Ever since I can remember, I’ve been insecure, whether it’s about the way that I look, the way my voice sounds, my talents, my relationship or anything in between. And it’s caused so many problems not just within my friendships and relationships, but also just within myself. It’s exhausting to always worry about what other people think and whether or not people are being honest with you.
And it’s taken me up until now to realise that the majority of my insecurities stem purely from off-hand comments that somebody has made to me, some even going back to primary school. And while to them it may only have been a passing comment for them, I have carried them with me for years. “You look weird with your hair tied up”, “she has a great body but her face doesn’t suit it”, “your boyfriend’s probably cheating on you”, “your voice is boring”, “girls don’t have body hair”.
All of those comments adding up to a swirling mass of insecurity that lasted for years.But when I thought about it – what did any of those people really mean to me? The only people that had ever made these sorts of comments were friends of friends or people that I only had to see a few times a week because we went to the same school. Why should their insubstantial comments and snide remarks affect how I felt about myself, when in my mind they themselves were little more than names to attach to derogatory words?

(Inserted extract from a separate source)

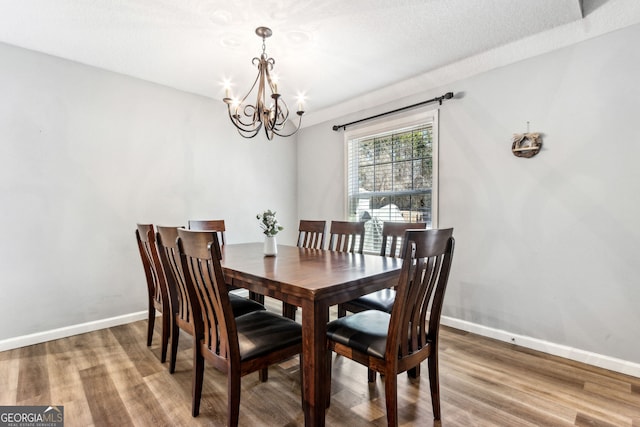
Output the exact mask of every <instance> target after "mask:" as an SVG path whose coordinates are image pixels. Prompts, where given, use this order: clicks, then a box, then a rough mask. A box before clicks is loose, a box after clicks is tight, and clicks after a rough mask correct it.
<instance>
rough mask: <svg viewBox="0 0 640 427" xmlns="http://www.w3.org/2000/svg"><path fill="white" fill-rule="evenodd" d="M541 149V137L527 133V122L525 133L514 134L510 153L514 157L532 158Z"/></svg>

I spent so long wishing that I could be other people, unable to see the things in them that so many other people seemed to see in me. They didn’t have weird hands, or messy hair. They didn’t have bushy eyebrows or ill-fitting clothes that didn’t suit them. People didn’t criticise them or make comments that made them feel insecure. Or so I thought.
But in reality, everybody gets criticsed and everybody has things said about them that are hurtful or embarrassing. However, it’s where you choose to go from there that’s important.
Because when you think about how well those people really know you, how much does a passing comment from them really mean?
Although its going to be hard, my new year’s resolution is to shed the insecurities that have held me back for so long. I’ll wear a cute dress every day if I want to, whether it suits me or not. I’ll wear my hair tied up if I want to. I’ll remember that my boyfriend loves me, and that our relationship is our own and not up for the debate of anyone else.
And I’ll do whatever the hell I want to do, without worrying about what others will think. Because despite the past, I love the person that I’ve become. I’ve learned to embrace my body and the way it looks, I’m comfortable in my abilities and happy with my relationship. So why should anyone else make me feel any different?